About Those Evil Speculators
A favorite meme has been that commodity prices have been driven up by the activity of "speculators." I have tended to be a bit dubious, particularly in the case of oil, where not a lot can be conveniently stored, but the Washington Post's David Cho tracks some speculators to their dens. Who are they? We have met the enemy, and the enemy is us. Or at least our pension funds.
Soaring fuel prices that are burning a hole in the wallets of consumers are not only benefiting oil companies and Middle Eastern producers. They are also lighting up the investment returns of pensions funds, which millions of ordinary Americans are counting on for their retirement.

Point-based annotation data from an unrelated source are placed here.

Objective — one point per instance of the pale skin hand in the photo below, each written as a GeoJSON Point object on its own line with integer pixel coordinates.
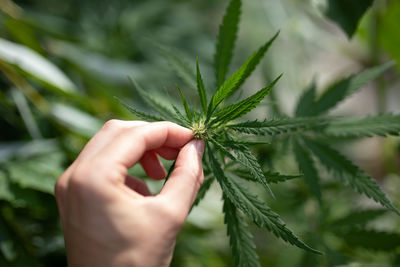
{"type": "Point", "coordinates": [110, 219]}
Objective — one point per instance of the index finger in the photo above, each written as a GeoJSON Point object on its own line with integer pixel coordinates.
{"type": "Point", "coordinates": [129, 146]}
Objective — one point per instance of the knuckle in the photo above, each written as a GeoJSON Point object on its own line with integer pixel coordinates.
{"type": "Point", "coordinates": [59, 188]}
{"type": "Point", "coordinates": [79, 177]}
{"type": "Point", "coordinates": [112, 124]}
{"type": "Point", "coordinates": [174, 216]}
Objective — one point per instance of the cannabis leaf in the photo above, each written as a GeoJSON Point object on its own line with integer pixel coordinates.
{"type": "Point", "coordinates": [229, 158]}
{"type": "Point", "coordinates": [226, 41]}
{"type": "Point", "coordinates": [349, 173]}
{"type": "Point", "coordinates": [240, 237]}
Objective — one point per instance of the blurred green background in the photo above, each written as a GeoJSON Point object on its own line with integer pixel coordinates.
{"type": "Point", "coordinates": [62, 63]}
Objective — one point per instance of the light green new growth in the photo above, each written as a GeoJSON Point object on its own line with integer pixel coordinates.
{"type": "Point", "coordinates": [215, 122]}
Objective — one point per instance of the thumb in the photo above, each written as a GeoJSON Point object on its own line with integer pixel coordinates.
{"type": "Point", "coordinates": [187, 177]}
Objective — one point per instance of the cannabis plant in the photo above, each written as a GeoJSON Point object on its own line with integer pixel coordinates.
{"type": "Point", "coordinates": [229, 159]}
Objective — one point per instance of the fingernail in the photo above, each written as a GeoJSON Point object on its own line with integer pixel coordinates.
{"type": "Point", "coordinates": [199, 144]}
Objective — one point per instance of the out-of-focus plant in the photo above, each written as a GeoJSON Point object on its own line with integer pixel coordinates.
{"type": "Point", "coordinates": [61, 63]}
{"type": "Point", "coordinates": [215, 123]}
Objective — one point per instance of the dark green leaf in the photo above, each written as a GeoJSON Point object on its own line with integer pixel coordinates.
{"type": "Point", "coordinates": [203, 190]}
{"type": "Point", "coordinates": [246, 158]}
{"type": "Point", "coordinates": [307, 167]}
{"type": "Point", "coordinates": [347, 13]}
{"type": "Point", "coordinates": [185, 105]}
{"type": "Point", "coordinates": [200, 88]}
{"type": "Point", "coordinates": [306, 100]}
{"type": "Point", "coordinates": [237, 110]}
{"type": "Point", "coordinates": [241, 239]}
{"type": "Point", "coordinates": [349, 173]}
{"type": "Point", "coordinates": [233, 83]}
{"type": "Point", "coordinates": [257, 211]}
{"type": "Point", "coordinates": [226, 41]}
{"type": "Point", "coordinates": [277, 125]}
{"type": "Point", "coordinates": [271, 177]}
{"type": "Point", "coordinates": [371, 239]}
{"type": "Point", "coordinates": [162, 110]}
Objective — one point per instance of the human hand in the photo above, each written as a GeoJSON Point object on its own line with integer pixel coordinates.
{"type": "Point", "coordinates": [110, 219]}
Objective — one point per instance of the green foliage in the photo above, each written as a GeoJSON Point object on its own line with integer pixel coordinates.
{"type": "Point", "coordinates": [338, 92]}
{"type": "Point", "coordinates": [371, 239]}
{"type": "Point", "coordinates": [347, 13]}
{"type": "Point", "coordinates": [216, 125]}
{"type": "Point", "coordinates": [307, 167]}
{"type": "Point", "coordinates": [349, 173]}
{"type": "Point", "coordinates": [226, 41]}
{"type": "Point", "coordinates": [241, 239]}
{"type": "Point", "coordinates": [233, 83]}
{"type": "Point", "coordinates": [382, 125]}
{"type": "Point", "coordinates": [79, 53]}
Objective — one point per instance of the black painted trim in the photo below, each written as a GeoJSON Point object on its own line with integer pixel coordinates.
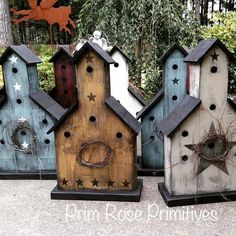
{"type": "Point", "coordinates": [183, 200]}
{"type": "Point", "coordinates": [124, 196]}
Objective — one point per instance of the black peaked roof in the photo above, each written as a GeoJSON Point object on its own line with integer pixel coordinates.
{"type": "Point", "coordinates": [232, 102]}
{"type": "Point", "coordinates": [23, 52]}
{"type": "Point", "coordinates": [61, 50]}
{"type": "Point", "coordinates": [63, 117]}
{"type": "Point", "coordinates": [116, 48]}
{"type": "Point", "coordinates": [97, 49]}
{"type": "Point", "coordinates": [151, 104]}
{"type": "Point", "coordinates": [197, 54]}
{"type": "Point", "coordinates": [178, 115]}
{"type": "Point", "coordinates": [170, 50]}
{"type": "Point", "coordinates": [123, 114]}
{"type": "Point", "coordinates": [48, 104]}
{"type": "Point", "coordinates": [136, 95]}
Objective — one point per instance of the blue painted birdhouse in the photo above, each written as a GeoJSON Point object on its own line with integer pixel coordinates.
{"type": "Point", "coordinates": [200, 134]}
{"type": "Point", "coordinates": [26, 150]}
{"type": "Point", "coordinates": [173, 92]}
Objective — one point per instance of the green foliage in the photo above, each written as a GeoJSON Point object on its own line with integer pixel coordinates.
{"type": "Point", "coordinates": [45, 69]}
{"type": "Point", "coordinates": [143, 29]}
{"type": "Point", "coordinates": [224, 28]}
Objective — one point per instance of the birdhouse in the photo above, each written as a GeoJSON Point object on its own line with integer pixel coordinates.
{"type": "Point", "coordinates": [64, 91]}
{"type": "Point", "coordinates": [120, 88]}
{"type": "Point", "coordinates": [200, 134]}
{"type": "Point", "coordinates": [26, 150]}
{"type": "Point", "coordinates": [96, 138]}
{"type": "Point", "coordinates": [124, 92]}
{"type": "Point", "coordinates": [173, 92]}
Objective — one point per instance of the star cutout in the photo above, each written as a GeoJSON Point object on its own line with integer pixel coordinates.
{"type": "Point", "coordinates": [89, 58]}
{"type": "Point", "coordinates": [95, 182]}
{"type": "Point", "coordinates": [175, 81]}
{"type": "Point", "coordinates": [13, 59]}
{"type": "Point", "coordinates": [91, 97]}
{"type": "Point", "coordinates": [79, 182]}
{"type": "Point", "coordinates": [126, 184]}
{"type": "Point", "coordinates": [25, 145]}
{"type": "Point", "coordinates": [17, 87]}
{"type": "Point", "coordinates": [64, 181]}
{"type": "Point", "coordinates": [214, 56]}
{"type": "Point", "coordinates": [203, 163]}
{"type": "Point", "coordinates": [110, 183]}
{"type": "Point", "coordinates": [22, 119]}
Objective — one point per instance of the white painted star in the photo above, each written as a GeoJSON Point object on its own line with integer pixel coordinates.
{"type": "Point", "coordinates": [13, 59]}
{"type": "Point", "coordinates": [17, 87]}
{"type": "Point", "coordinates": [22, 119]}
{"type": "Point", "coordinates": [25, 145]}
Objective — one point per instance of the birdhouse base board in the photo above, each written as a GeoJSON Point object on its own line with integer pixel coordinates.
{"type": "Point", "coordinates": [33, 175]}
{"type": "Point", "coordinates": [184, 200]}
{"type": "Point", "coordinates": [124, 196]}
{"type": "Point", "coordinates": [150, 172]}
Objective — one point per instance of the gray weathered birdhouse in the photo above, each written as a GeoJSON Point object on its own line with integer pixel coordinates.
{"type": "Point", "coordinates": [200, 133]}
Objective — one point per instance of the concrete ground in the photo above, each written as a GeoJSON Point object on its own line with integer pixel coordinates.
{"type": "Point", "coordinates": [26, 209]}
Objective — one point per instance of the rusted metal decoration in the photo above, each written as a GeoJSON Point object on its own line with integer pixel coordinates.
{"type": "Point", "coordinates": [46, 11]}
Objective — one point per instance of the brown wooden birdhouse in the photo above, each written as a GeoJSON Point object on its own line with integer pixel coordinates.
{"type": "Point", "coordinates": [64, 91]}
{"type": "Point", "coordinates": [96, 138]}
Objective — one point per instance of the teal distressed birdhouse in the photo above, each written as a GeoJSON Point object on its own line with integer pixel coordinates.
{"type": "Point", "coordinates": [200, 134]}
{"type": "Point", "coordinates": [26, 150]}
{"type": "Point", "coordinates": [173, 92]}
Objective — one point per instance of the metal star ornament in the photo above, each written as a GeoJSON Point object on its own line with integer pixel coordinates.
{"type": "Point", "coordinates": [79, 182]}
{"type": "Point", "coordinates": [175, 81]}
{"type": "Point", "coordinates": [126, 184]}
{"type": "Point", "coordinates": [13, 59]}
{"type": "Point", "coordinates": [25, 145]}
{"type": "Point", "coordinates": [17, 87]}
{"type": "Point", "coordinates": [22, 119]}
{"type": "Point", "coordinates": [211, 147]}
{"type": "Point", "coordinates": [95, 182]}
{"type": "Point", "coordinates": [110, 183]}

California's public employees' pension fund, the world's largest, made its first investment of $1.1 billion into oil and other commodities early last year, and since then, Calpers has seen it soar 68 percent. Fairfax County pension managers have enjoyed a 61 percent return from a similar move over the past 12 months, far outpacing any other segment of the fund's portfolio.

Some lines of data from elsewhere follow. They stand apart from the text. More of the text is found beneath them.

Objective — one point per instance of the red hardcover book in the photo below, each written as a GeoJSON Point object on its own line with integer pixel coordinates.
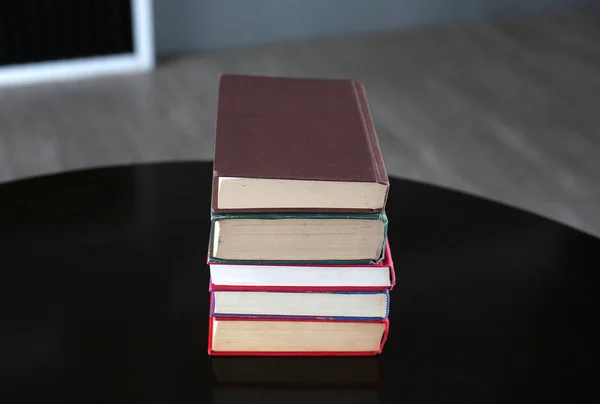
{"type": "Point", "coordinates": [259, 339]}
{"type": "Point", "coordinates": [305, 278]}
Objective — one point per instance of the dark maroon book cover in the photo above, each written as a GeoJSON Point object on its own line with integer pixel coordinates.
{"type": "Point", "coordinates": [296, 129]}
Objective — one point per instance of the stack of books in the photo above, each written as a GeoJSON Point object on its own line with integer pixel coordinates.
{"type": "Point", "coordinates": [298, 254]}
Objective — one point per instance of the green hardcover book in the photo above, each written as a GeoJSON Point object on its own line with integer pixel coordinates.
{"type": "Point", "coordinates": [272, 238]}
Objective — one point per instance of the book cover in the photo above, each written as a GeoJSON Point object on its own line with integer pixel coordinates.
{"type": "Point", "coordinates": [296, 317]}
{"type": "Point", "coordinates": [295, 129]}
{"type": "Point", "coordinates": [293, 353]}
{"type": "Point", "coordinates": [387, 261]}
{"type": "Point", "coordinates": [380, 216]}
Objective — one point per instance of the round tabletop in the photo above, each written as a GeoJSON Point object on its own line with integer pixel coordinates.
{"type": "Point", "coordinates": [105, 298]}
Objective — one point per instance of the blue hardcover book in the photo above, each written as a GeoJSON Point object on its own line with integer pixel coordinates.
{"type": "Point", "coordinates": [359, 306]}
{"type": "Point", "coordinates": [274, 238]}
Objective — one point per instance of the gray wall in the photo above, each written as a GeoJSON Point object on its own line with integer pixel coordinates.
{"type": "Point", "coordinates": [206, 25]}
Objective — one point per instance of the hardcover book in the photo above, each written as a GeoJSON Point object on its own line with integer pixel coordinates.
{"type": "Point", "coordinates": [296, 145]}
{"type": "Point", "coordinates": [362, 306]}
{"type": "Point", "coordinates": [301, 278]}
{"type": "Point", "coordinates": [271, 238]}
{"type": "Point", "coordinates": [295, 337]}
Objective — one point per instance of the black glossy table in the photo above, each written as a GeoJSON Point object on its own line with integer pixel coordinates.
{"type": "Point", "coordinates": [104, 299]}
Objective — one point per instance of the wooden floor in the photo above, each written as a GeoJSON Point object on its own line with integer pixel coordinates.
{"type": "Point", "coordinates": [510, 112]}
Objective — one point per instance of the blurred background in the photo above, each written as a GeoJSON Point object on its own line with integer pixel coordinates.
{"type": "Point", "coordinates": [499, 98]}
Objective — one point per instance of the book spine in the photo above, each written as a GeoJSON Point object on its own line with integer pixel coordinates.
{"type": "Point", "coordinates": [293, 353]}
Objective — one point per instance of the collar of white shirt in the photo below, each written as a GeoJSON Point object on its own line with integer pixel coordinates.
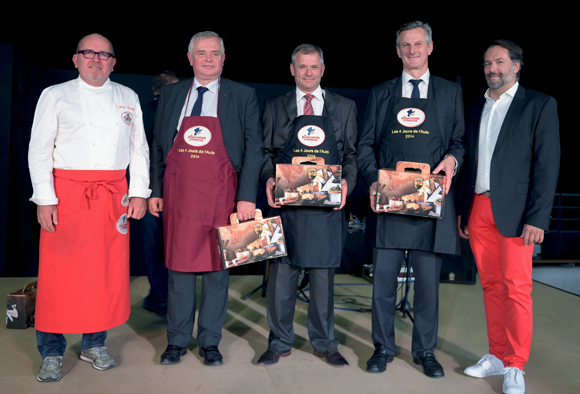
{"type": "Point", "coordinates": [511, 92]}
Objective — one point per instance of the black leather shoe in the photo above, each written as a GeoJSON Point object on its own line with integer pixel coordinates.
{"type": "Point", "coordinates": [173, 354]}
{"type": "Point", "coordinates": [378, 362]}
{"type": "Point", "coordinates": [431, 366]}
{"type": "Point", "coordinates": [333, 357]}
{"type": "Point", "coordinates": [211, 355]}
{"type": "Point", "coordinates": [271, 357]}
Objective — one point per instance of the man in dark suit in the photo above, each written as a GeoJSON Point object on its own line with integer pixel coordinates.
{"type": "Point", "coordinates": [425, 239]}
{"type": "Point", "coordinates": [207, 155]}
{"type": "Point", "coordinates": [506, 196]}
{"type": "Point", "coordinates": [322, 229]}
{"type": "Point", "coordinates": [156, 301]}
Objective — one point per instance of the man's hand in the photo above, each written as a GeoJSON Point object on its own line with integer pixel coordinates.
{"type": "Point", "coordinates": [447, 165]}
{"type": "Point", "coordinates": [47, 217]}
{"type": "Point", "coordinates": [462, 233]}
{"type": "Point", "coordinates": [137, 208]}
{"type": "Point", "coordinates": [532, 235]}
{"type": "Point", "coordinates": [246, 210]}
{"type": "Point", "coordinates": [270, 186]}
{"type": "Point", "coordinates": [344, 192]}
{"type": "Point", "coordinates": [155, 205]}
{"type": "Point", "coordinates": [373, 195]}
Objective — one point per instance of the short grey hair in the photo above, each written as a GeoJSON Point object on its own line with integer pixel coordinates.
{"type": "Point", "coordinates": [95, 34]}
{"type": "Point", "coordinates": [202, 36]}
{"type": "Point", "coordinates": [307, 49]}
{"type": "Point", "coordinates": [414, 25]}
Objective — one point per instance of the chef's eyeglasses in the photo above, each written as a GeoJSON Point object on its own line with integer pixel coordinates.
{"type": "Point", "coordinates": [88, 54]}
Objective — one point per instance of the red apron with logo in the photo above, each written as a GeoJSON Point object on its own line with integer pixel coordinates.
{"type": "Point", "coordinates": [83, 279]}
{"type": "Point", "coordinates": [199, 194]}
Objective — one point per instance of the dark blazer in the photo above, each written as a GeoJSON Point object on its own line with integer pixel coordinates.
{"type": "Point", "coordinates": [239, 117]}
{"type": "Point", "coordinates": [524, 165]}
{"type": "Point", "coordinates": [449, 111]}
{"type": "Point", "coordinates": [278, 117]}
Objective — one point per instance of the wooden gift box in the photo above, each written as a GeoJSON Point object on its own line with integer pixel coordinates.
{"type": "Point", "coordinates": [308, 182]}
{"type": "Point", "coordinates": [20, 305]}
{"type": "Point", "coordinates": [411, 189]}
{"type": "Point", "coordinates": [251, 241]}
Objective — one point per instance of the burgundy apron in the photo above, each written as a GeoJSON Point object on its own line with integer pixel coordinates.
{"type": "Point", "coordinates": [199, 194]}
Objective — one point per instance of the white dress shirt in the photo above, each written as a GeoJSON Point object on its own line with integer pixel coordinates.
{"type": "Point", "coordinates": [317, 101]}
{"type": "Point", "coordinates": [492, 118]}
{"type": "Point", "coordinates": [210, 100]}
{"type": "Point", "coordinates": [423, 85]}
{"type": "Point", "coordinates": [81, 127]}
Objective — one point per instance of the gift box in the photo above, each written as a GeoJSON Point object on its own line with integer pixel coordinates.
{"type": "Point", "coordinates": [20, 307]}
{"type": "Point", "coordinates": [308, 182]}
{"type": "Point", "coordinates": [251, 241]}
{"type": "Point", "coordinates": [411, 189]}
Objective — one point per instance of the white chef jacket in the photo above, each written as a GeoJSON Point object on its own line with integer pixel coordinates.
{"type": "Point", "coordinates": [82, 127]}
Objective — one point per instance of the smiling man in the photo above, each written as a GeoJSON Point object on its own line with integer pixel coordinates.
{"type": "Point", "coordinates": [206, 159]}
{"type": "Point", "coordinates": [85, 134]}
{"type": "Point", "coordinates": [505, 202]}
{"type": "Point", "coordinates": [314, 236]}
{"type": "Point", "coordinates": [424, 239]}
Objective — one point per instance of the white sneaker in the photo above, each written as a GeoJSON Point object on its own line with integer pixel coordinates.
{"type": "Point", "coordinates": [489, 365]}
{"type": "Point", "coordinates": [513, 381]}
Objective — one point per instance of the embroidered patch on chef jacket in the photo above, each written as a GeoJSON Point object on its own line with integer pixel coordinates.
{"type": "Point", "coordinates": [122, 225]}
{"type": "Point", "coordinates": [197, 136]}
{"type": "Point", "coordinates": [411, 117]}
{"type": "Point", "coordinates": [127, 118]}
{"type": "Point", "coordinates": [311, 135]}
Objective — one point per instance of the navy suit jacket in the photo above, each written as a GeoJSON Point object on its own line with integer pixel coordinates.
{"type": "Point", "coordinates": [524, 166]}
{"type": "Point", "coordinates": [239, 117]}
{"type": "Point", "coordinates": [279, 114]}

"Our commodity investment has really helped," said Robert L. Mears, executive director of Fairfax County's Retirement Administration Agency. "This year would have been a lot worse."

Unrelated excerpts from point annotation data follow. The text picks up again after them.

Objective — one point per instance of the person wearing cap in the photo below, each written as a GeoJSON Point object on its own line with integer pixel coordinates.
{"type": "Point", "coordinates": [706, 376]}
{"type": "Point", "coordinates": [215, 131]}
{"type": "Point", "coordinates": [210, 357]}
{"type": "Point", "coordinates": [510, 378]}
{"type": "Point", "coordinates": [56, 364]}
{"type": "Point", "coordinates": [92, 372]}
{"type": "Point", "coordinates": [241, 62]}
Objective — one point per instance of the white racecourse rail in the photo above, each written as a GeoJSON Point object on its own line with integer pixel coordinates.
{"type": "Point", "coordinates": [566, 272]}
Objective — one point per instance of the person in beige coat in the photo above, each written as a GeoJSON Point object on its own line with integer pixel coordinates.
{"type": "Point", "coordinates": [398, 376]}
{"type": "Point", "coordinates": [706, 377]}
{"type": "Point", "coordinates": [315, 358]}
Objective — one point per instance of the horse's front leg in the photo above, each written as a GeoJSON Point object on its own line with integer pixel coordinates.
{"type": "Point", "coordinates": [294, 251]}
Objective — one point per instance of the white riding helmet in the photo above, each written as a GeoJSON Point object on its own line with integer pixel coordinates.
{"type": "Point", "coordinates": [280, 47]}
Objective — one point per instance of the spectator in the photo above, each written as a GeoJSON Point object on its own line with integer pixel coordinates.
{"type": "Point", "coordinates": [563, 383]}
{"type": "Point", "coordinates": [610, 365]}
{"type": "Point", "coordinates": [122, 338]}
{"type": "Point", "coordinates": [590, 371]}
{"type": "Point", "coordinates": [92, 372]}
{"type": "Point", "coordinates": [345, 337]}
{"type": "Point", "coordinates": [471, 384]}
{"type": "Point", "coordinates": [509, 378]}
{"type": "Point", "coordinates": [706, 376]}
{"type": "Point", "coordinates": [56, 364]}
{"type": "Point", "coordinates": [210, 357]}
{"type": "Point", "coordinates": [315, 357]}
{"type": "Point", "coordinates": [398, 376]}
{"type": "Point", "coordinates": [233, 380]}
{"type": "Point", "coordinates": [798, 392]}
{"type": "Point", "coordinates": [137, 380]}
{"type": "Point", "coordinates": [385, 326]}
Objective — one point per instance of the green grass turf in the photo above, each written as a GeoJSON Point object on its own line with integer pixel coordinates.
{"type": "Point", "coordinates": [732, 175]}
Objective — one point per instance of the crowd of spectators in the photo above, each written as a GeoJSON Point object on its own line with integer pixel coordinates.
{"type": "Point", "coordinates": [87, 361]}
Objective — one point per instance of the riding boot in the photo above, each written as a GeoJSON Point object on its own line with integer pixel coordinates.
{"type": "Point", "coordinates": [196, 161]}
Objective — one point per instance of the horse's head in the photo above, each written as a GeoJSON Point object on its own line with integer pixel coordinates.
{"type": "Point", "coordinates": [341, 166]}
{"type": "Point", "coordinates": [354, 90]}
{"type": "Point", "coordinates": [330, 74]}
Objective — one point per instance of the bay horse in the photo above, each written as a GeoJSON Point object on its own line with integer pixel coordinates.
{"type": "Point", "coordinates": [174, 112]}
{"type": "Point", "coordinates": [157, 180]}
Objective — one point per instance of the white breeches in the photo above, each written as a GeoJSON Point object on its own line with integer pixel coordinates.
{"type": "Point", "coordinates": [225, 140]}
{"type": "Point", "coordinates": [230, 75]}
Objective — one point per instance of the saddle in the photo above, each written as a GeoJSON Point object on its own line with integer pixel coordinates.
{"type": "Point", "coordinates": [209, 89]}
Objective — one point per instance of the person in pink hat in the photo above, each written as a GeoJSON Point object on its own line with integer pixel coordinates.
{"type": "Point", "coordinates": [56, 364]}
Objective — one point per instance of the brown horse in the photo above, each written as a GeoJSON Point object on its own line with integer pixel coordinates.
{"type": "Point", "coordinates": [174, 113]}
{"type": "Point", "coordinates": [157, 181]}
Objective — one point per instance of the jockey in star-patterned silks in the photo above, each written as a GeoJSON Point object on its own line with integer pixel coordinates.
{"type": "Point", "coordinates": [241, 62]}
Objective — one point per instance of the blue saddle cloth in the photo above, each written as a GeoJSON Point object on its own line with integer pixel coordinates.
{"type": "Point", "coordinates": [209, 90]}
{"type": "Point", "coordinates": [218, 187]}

Other pension funds are rushing to get in on the action as the prices of oil, precious metals, corn, uranium and other vital goods continue to reach record highs. Montgomery County officials are in the process of shifting 5 percent of their $2.7 billion pension fund away from stocks and into commodities.
These funds are part of a tidal wave of investment dollars that has flooded commodity markets in recent years and, critics say, contributed to the run-up in prices.
Pension fund managers are playing with Other People's Money and are charged, usually, with putting prudence first in such bets. Notoriously volatile commodities hardly fit that bill.
The investments can be very attractive because there are only light restrictions on whether they can be bought and sold using borrowed money. While risky, this can produce enormous returns.
For decades, trading commodity contracts was considered taboo by most pension funds because the market is so volatile and risky. Most fund managers relied on their stock and bond investments to enlarge their pools of retirement money.
That changed after the stock market crashed in 2001. Fund managers realized they needed more diversified portfolios that would perform well regardless of whether stocks did. At the same time, new financial products simplified trading by allowing big funds to buy into commodity indexes, which work like mutual funds, that were run by Wall Street firms, mainly Goldman Sachs and Morgan Stanley.[my italics]
Oh shit! Now I know where I've seen this movie before. How many times do we need to show it before we start to get the point?
Not to worry though, the Bush Administration is on the case:
Even as rising prices translate into staggering increases at the grocery store and at the pump, some regulators, including Treasury Secretary Henry M. Paulson Jr., say investors are not to blame.
Market magic will save the day. Or not. At any rate, his former minions at Goldman Sachs will probably do OK.